By Amanda M. Norton, Adams Papers
On July 6, 1747, John Paul Jones was born in Scotland. He is widely credited as the father of the American Navy for his successful campaigns as a captain during Revolutionary War. It would be fair, however, to say that John Adams might deserve a share in that title as well. From his role in drafting the original rules for the Continental Navy in 1775 to his organization of the newly created Department of the Navy as president in 1798, Adams had been a strong advocate of “Floating Batteries and Wooden Walls” as the primary system of war and defense for the young nation.
Jones and Adams got to know each other in the late 1770s while Adams was in Europe, and no one who is familiar with the Adamses will be surprised to learn that both John, and later Abigail, formed strong opinions about Jones.
John Adams noted his impression in his diary entry for May, 13 1779: “This is the most ambitious and intriguing Officer in the American Navy. Jones has Art, and Secrecy, and aspires very high. . . . Excentricities, and Irregularities are to be expected from him— they are in his Character, they are visible in his Eyes. His Voice is soft and still and small, his Eye has keenness, and Wildness and Softness in it.”

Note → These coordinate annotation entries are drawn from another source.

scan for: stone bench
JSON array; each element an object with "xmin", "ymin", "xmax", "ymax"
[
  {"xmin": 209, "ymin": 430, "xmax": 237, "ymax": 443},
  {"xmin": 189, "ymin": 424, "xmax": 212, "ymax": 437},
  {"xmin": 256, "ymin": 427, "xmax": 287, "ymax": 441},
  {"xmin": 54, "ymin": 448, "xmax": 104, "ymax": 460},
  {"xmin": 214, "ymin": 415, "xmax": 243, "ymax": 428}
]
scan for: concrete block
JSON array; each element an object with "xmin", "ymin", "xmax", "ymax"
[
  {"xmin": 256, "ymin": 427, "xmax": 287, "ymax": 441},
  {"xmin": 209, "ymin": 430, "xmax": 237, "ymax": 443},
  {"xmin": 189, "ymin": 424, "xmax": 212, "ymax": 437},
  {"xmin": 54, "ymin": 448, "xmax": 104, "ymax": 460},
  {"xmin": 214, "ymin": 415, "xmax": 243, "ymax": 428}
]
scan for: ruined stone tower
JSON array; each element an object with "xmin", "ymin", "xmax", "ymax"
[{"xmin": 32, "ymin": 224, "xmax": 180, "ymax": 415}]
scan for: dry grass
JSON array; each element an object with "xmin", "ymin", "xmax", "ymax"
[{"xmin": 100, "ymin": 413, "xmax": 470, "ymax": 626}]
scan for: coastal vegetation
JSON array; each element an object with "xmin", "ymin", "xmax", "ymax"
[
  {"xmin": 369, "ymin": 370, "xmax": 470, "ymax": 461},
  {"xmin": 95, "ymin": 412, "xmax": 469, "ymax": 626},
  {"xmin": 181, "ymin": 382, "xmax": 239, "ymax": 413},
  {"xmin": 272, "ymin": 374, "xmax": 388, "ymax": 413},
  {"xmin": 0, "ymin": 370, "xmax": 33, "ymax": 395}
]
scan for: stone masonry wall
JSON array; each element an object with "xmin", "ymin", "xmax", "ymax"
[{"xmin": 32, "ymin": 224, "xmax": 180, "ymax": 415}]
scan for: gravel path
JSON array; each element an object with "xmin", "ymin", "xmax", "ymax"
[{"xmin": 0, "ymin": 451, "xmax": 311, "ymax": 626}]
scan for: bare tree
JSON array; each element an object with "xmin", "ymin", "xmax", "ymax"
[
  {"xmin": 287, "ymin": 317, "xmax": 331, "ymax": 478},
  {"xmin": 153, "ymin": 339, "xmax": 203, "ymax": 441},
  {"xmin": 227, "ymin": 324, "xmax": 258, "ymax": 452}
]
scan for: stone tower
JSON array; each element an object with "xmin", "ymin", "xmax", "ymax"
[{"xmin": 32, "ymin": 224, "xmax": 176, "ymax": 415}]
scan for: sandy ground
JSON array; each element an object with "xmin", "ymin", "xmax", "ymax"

Abigail met Jones when she joined John in Europe after the war had ended, but he was nothing like she had imagined the naval hero to be: “Chevalier Jones you have heard much of. He is a most uncommon Character. I dare Say you would be as much dissapointed in him as I was. From the intrepid Character he justly Supported in the American Navy, I expected to have seen a Rough Stout warlike Roman. Instead of that, I should sooner think of wraping him up in cotton wool and putting him into my pocket, than sending him to contend with Cannon Ball,” she wrote. “He is small of stature, well proportioned, soft in his Speach easy in his address polite in his manners, vastly civil, understands all the Etiquette of a Ladys Toilite as perfectly as he does the Masts Sails and rigging of a Ship. Under all this appearence of softness he is Bold enterprizing ambitious and active.”
While they did not become close friends, John Paul Jones did offer JA his bust, and to the end of his life, JA remembered Jones as intelligent, a good letter writer, and “gentlemanly in his dress & manner.” As both men regarded the American Navy as central to the success of the nation, Adams never failed to respect Jones’ naval ability or the “glorious success” of Jones’ famous capture of the British frigate Serapis, for which the Continental Congress awarded Jones a medal, the first to commemorate a naval victory. A restrike of that medal is housed within the collections of the Massachusetts Historical Society.